Assuming, from the degree of agitation, that the note must be from a person of some consequence, Aroma and Skybright took up the question. In response to their shouted inquiry, a smiling Number Four came running into the room.

‘I did. From Adamantina. She didn't bring it herself, she sent one of the old women with it. I put it down somewhere in here. I meant to tell you about it, but with all that drinking last night I forgot.'

‘So
that's
who it's from,' said the other maids. ‘What a fuss about nothing!'

But Bao-yu evidently did not think so.

‘Fetch me some paper,' he said, still in some agitation, and himself began grinding the ink.
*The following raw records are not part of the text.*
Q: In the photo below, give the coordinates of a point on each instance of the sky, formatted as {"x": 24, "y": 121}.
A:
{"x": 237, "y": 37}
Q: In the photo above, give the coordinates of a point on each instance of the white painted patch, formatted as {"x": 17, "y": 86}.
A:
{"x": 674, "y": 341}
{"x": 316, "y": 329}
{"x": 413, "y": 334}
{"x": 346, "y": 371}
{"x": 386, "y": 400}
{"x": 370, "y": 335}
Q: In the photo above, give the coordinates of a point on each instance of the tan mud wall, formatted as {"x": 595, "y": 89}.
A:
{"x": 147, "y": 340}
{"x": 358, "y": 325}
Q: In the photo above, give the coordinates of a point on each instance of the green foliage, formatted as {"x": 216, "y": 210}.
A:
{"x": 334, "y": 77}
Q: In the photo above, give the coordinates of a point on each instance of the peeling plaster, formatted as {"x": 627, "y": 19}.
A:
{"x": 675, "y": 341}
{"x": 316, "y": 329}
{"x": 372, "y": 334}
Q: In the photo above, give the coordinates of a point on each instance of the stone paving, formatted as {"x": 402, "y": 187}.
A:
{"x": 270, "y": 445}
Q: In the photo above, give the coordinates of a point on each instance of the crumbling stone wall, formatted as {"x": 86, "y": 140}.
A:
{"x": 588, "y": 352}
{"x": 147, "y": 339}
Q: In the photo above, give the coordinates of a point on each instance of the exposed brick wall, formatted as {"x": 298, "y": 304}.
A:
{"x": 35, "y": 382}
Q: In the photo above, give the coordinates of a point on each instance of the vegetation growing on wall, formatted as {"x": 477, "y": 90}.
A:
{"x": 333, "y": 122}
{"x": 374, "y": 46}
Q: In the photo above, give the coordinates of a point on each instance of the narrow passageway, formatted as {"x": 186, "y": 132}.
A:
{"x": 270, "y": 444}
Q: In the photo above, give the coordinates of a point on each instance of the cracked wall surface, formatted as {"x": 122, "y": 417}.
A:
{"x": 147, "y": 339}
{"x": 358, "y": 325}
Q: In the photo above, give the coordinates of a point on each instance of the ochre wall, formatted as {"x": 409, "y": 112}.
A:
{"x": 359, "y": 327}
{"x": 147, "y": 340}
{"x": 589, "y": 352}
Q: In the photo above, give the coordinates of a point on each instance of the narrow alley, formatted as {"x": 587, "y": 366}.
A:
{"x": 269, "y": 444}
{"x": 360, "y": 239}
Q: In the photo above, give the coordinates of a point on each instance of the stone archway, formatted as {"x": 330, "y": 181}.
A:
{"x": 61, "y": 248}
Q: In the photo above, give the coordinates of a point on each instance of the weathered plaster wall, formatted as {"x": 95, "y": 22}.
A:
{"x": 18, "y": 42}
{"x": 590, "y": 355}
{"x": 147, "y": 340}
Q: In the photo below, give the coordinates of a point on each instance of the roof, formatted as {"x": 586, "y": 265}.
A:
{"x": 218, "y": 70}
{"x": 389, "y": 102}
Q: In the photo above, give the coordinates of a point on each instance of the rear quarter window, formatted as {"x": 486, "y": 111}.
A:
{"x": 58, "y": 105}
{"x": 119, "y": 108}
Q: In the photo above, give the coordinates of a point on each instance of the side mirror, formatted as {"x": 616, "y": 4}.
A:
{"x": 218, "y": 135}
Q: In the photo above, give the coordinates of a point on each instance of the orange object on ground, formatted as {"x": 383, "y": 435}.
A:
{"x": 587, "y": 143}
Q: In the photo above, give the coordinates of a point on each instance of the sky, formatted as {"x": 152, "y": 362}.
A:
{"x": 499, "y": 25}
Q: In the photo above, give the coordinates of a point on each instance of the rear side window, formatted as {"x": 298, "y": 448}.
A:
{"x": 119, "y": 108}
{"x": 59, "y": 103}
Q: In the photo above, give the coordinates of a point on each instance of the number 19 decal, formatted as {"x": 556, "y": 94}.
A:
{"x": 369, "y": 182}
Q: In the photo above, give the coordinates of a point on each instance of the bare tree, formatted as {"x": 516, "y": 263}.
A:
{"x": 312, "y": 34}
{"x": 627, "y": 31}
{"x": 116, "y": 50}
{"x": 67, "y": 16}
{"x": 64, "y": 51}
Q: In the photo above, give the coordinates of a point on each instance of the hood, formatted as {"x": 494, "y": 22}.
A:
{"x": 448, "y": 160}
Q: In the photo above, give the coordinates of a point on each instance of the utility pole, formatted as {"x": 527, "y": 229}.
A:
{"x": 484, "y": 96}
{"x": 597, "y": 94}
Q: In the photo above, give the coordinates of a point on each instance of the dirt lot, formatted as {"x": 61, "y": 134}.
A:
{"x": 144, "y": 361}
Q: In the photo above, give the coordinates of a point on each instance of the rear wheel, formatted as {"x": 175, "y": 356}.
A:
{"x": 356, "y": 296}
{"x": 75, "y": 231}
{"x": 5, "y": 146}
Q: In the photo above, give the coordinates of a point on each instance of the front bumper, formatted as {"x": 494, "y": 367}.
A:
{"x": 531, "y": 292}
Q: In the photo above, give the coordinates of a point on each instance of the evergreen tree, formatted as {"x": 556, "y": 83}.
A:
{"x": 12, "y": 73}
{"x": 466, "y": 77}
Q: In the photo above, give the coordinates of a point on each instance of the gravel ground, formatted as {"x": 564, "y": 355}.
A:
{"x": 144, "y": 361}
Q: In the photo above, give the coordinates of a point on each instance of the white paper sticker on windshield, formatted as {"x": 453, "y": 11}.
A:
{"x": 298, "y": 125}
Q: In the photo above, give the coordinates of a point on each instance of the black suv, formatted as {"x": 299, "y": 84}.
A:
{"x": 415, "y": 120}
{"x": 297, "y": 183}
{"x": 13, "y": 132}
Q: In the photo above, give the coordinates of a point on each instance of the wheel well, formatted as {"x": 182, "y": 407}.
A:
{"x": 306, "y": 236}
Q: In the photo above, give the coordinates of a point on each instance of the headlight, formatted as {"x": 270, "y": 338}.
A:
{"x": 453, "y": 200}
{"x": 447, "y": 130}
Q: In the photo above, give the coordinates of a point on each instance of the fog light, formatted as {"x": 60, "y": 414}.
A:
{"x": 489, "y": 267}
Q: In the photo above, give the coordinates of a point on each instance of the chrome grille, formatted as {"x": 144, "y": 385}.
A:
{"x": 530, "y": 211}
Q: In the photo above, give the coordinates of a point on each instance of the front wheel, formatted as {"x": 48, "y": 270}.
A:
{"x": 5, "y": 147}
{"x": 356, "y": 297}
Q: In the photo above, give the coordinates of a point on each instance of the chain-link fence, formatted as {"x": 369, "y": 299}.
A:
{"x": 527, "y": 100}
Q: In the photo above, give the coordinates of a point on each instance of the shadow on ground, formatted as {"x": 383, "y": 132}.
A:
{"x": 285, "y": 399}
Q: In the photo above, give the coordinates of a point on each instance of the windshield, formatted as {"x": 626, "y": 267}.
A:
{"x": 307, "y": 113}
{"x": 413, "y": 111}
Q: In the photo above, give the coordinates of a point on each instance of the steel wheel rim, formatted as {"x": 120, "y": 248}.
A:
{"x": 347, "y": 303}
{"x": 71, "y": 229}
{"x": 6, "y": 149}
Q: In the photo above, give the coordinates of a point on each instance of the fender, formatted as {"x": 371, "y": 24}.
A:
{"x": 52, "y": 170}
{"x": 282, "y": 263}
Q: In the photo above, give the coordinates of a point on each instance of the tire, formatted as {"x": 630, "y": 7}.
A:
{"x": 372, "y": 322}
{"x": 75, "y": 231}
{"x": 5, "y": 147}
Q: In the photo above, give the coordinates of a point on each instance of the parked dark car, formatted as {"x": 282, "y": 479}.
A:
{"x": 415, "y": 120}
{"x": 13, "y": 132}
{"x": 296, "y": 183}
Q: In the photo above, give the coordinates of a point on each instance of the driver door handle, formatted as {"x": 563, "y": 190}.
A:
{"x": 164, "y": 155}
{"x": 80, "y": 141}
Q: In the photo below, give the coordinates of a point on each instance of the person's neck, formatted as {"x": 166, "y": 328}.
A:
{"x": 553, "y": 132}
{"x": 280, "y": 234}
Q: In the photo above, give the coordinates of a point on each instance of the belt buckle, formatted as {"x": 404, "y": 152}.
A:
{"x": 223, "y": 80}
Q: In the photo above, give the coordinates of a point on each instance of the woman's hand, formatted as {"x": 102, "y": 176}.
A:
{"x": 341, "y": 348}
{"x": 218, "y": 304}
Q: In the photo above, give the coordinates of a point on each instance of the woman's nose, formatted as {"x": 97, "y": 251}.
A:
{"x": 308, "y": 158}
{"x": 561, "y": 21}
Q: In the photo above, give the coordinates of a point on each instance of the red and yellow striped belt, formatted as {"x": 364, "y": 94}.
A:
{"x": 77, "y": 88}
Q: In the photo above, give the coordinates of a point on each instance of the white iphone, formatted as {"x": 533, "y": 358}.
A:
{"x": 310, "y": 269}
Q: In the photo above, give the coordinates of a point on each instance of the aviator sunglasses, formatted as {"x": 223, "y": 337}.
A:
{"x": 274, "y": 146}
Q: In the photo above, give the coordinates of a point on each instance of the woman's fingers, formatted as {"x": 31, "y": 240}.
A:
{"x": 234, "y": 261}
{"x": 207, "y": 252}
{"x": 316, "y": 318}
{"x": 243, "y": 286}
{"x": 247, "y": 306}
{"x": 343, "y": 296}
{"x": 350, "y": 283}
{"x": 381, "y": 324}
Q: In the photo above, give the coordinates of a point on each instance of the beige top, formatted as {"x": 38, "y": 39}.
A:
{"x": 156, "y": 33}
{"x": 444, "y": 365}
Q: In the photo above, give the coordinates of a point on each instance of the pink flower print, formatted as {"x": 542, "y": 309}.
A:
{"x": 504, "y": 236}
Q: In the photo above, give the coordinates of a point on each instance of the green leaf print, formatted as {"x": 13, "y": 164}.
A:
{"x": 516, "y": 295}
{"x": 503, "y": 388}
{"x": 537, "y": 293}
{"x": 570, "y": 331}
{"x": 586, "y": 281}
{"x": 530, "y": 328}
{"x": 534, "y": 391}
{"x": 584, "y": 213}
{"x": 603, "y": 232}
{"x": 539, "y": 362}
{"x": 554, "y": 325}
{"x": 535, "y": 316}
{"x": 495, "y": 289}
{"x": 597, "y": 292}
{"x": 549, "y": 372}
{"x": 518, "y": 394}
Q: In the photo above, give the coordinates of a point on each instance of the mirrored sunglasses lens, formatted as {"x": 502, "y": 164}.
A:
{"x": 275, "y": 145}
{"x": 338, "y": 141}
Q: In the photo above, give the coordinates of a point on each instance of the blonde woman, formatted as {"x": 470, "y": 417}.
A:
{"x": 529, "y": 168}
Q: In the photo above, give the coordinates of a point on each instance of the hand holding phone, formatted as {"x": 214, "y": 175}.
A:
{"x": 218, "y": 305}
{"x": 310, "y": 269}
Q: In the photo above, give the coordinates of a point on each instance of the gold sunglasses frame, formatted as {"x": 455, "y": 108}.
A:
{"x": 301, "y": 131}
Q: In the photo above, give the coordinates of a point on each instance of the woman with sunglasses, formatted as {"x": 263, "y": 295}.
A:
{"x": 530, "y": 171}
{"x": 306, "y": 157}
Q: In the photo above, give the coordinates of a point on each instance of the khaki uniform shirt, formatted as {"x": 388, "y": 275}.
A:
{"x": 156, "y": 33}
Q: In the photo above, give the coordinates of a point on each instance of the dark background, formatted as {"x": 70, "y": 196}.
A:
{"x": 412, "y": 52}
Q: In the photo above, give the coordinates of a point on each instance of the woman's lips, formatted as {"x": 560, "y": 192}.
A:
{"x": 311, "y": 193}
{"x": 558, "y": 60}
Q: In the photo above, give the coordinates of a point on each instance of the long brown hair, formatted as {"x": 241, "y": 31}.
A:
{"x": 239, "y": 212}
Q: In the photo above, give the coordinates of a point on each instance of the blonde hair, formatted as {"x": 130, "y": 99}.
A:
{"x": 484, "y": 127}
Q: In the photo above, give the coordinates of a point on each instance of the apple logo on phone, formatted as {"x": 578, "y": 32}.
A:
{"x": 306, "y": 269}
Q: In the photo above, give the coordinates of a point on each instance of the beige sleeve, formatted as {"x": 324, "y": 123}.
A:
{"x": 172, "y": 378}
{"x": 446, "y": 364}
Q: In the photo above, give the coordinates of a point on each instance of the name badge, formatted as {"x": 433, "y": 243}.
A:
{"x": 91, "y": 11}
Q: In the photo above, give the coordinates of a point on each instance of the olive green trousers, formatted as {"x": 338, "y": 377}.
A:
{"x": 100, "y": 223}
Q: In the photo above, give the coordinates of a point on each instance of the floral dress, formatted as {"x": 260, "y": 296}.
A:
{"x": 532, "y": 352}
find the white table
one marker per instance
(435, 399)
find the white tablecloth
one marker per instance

But when the ink was ground and he sat with moistened brush poised in readiness over the virgin paper, he found that he did not know how to begin.
What was the correct response to ‘Dweller Beyond the Threshold'? For a long time he sat thinking, but no inspiration was forthcoming.

‘It's no good asking Bao-chai,' he thought. ‘She'd only say something critical about Adamantina being too “fanciful”. I'd better ask Dai-yu.'

Slipping Adamantina's note into his sleeve, he set off in the direction of the Naiad's House. He was just stepping off the Drenched Blossoms bridge when he caught sight of Xing Xiu-yan bustling along in a very purposeful manner from the opposite direction.

‘Where are you going?' he asked her.

‘I want to have a talk with Adamantina.'

Bao-yu was surprised.

‘Adamantina is such a strange, contrary person. There are very few people she can get on with. If she thinks highly of you, it proves that you must be made of finer stuff than the rest of us.'

‘I don't know whether she thinks particularly
highly
of me,' said Xiu-yan, ‘but we were neighbours for ten years. When she was serving her novitiate at the Coiled Incense Temple, there was only a party wall separating her from the place where my family lived. My family was too poor to own a house and for ten years lived in rented accommodation in her temple. Whenever I had nothing else to do, I used to go inside the nuns' courtyard and spend my time with Adamantina. It was she who taught me to read and write. In fact, everything I know, practically, I owe to her. So you see, she's not only my “hard times friend'; she is also in a sense my teacher. When my parents finally came here to throw themselves on the generosity of your family, we learned that Adamantina, too, had found a home here. She had evidently found this a place where her eccentricities would be tolerated and where she would be safe from molestation by those having the power to persecute her. It seemed as if our destinies must be linked. And I was glad to find, when I went to look her up here, that her friendship for me was unaltered. In fact, I think that if anything she is even nicer to me now than she was before.'

As if by a flash of lightning, the mystery of Xiu-yan's utter alienness from her appalling parents was revealed.

‘I
see'
! he said. ‘That ethereal, crane-in-the-clouds quality one notices in everything you do or say – I see now where you get it from. As a matter of fact it's something to do with Adamantina that has brought me out. Something she wrote has been puzzling me and I was on my way to ask someone else's advice about it when I ran into you. It's an extraordinary bit of luck that I did, because you are obviously much better qualified to advise me than the person I had been intending to ask.'

He took the piece of paper from his sleeve and showed it to her. Xiu-yan ran her eye over it and laughed.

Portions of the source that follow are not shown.